喧嘩っ早い人たち

セラが険しい顔をして、アロガンティスについて思ったことを言う。



「アロガンティスとかいうクソ野郎、昔ご主人様に危害を加えようとした神に似てるような気がするです。」



康二もセラの話からまだ地球にいた頃に、修正せねば、という口癖の自称神に出会っていたことを思い出す。ただ記憶を取り戻したとはいえ、どこか自分の記憶ではないような感覚に陥っていたのは内緒である。



セラはフランに、その後アロガンティスはどうなったのですかと聞いた。



「アロガンティスは他の神に糾弾されて、居場所を失い、神々に封印される目前で行方をくらました。」



他の神達はアロガンティスを探そうとしなかったかとカレンが聞いたが、神には神の領域があり、イルミナから離れてまで探しにいく権限はないのだそうだ。だが情けない話だとは思っているらしい。

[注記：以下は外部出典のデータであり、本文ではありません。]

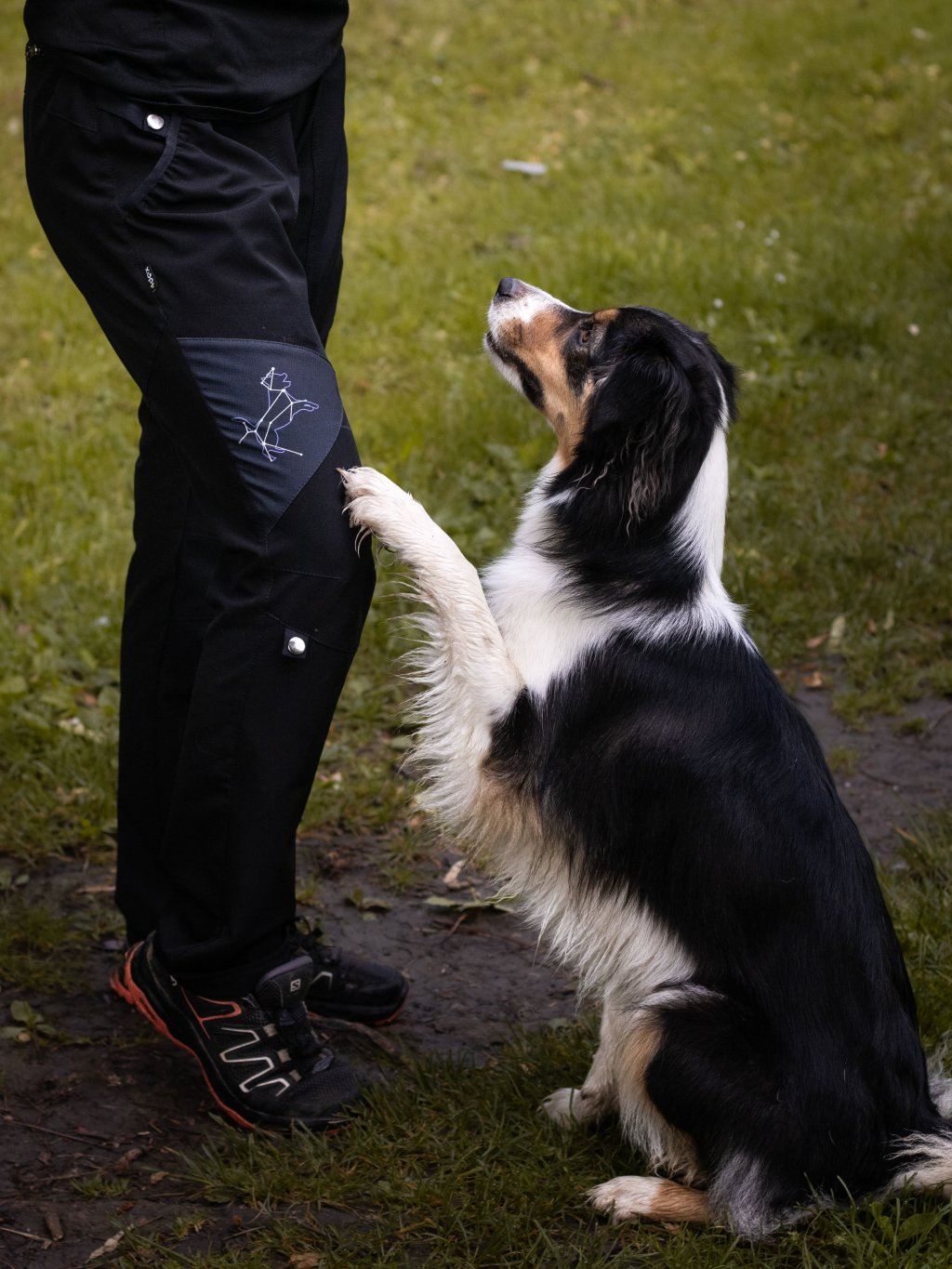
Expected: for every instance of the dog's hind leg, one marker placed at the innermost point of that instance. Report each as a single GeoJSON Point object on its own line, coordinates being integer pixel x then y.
{"type": "Point", "coordinates": [652, 1198]}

そもそも、神の話をそこまで知っている、エンシェントエルフのフランは何者だと言う話になるが、実は神の名代をつとめていた過去があると話すではないか。



オルゴーン大森林が数万年前に燃やされてしまったので、エンシェントエルフは自分の存在を保てなくなり、その役目を果たせなくなってしまったが、神界で起きていることは知覚していたようだ。



康二は久々にラヴに連絡を取れないかと思い、フランに、神と連絡を取る手段はないかと聞いてみるとエンシェントエルフの里の中に教会があるという。そこで祈れば、神の使徒ならあるいはと言うので、全員でエンシェントエルフの里に向かうことにした。



何事もなくとは行かず、途中で野獣や魔物が襲ってくる一幕はあったが、ティラノサウルスのレイやアロサウルス達が元の姿に戻って、追い払ってくれた。ちなみに野獣とは知性のない、本能に従う獣たちの事だ。魔物達の食糧として重宝されている。なぜか野獣は狩っても狩っても湧いてくるのだ。何か野獣達にも秘密があるのかもしれない。



魔物同士でも争い、相手を食べることはある。グレートウルフの希少種であるスラリルがスライムを食べていたことと同じである。というかスライムはゼリーのような食感で味こそ無いが、人間族の中にもスライムとシロップを煮詰めて売り出す人もいるくらい人気があるのだ。


  

何はともあれ、エンシェントエルフの里に到着した。エルフの里は樹木の上に家が建てられているようなツリーハウスから、木がそのまま家になったかのように見えるような物もあった。どうやら木の上で暮らす生活が普通のようだった。



全員が歓迎されたが、康二とセラはアイドルかのようのに熱烈に歓迎されていた。森に漂っている魔力が康二とセラの魔力が混じっている感じらしく、魔力感知能力が高い、エンシェントエルフ達からは一発で分かるらしい。



森を復活させてくれてありがとう、エンシェントエルフ族を救ってくれてありがとうとお礼を言われた。お礼を言うエルフ達の中には褐色で男は筋骨隆々、女は抜群のスタイルで、胸部装甲はラヴ並のものであった。ちょっと鼻を伸ばしていた康二はセラやアンナ達に白い目で見られていることに気づいていなかった。


『((((後でおしおき)))))』女性陣の心は一つになったようだ。仲が良いことはよきかな……?



何か気に入らないことがあるエルフ達も存在した。先程の褐色のエルフ達の一部である。種族名はエンシェントダークエルフである。彼等はどうやら不満があるようでこちらを睨みながら、こう言った。



「救世主様のお付きに貴様ら、魔族はふさわしくない!!!」



彼らは森を甦らせた康二とセラは認めつつもも、魔族である、アンナ、カレン、ゴルドー、カルマ、ガトーのことは認めないと言い出した。リル、レイ、アロサウルス達は魔物なので康二に付き従うものとして除外されているようだ。康二が使徒であり、魔王の再来であるとフランに言われたことはどこかで共有されているのであろうか?



「てやんでえ、俺っちは別に康二のお付きじゃねえぜ。だがよう魔族を馬鹿にされたら黙ってられねえよなあ?」



「全くだ。エンシェントエルフのオマケののエンシェントダークエルフ殿?」



「オマケだと!?魔族のくせに生意気な!貴様ら許せん。ぐうの音も出ない程叩き潰してくれるわ!」



康二は呆れながらも、フランに目を向け、止めないのか?と問うが、なる様になります、と静観の構えであるらしい。



こうして魔族の5人は力比べをすることになる。康二とセラとリルはガトーは戦えるのか?と思い、止めようとしていたが、ガトーは無言ながら力強い目で見るので大人しく見ることにした。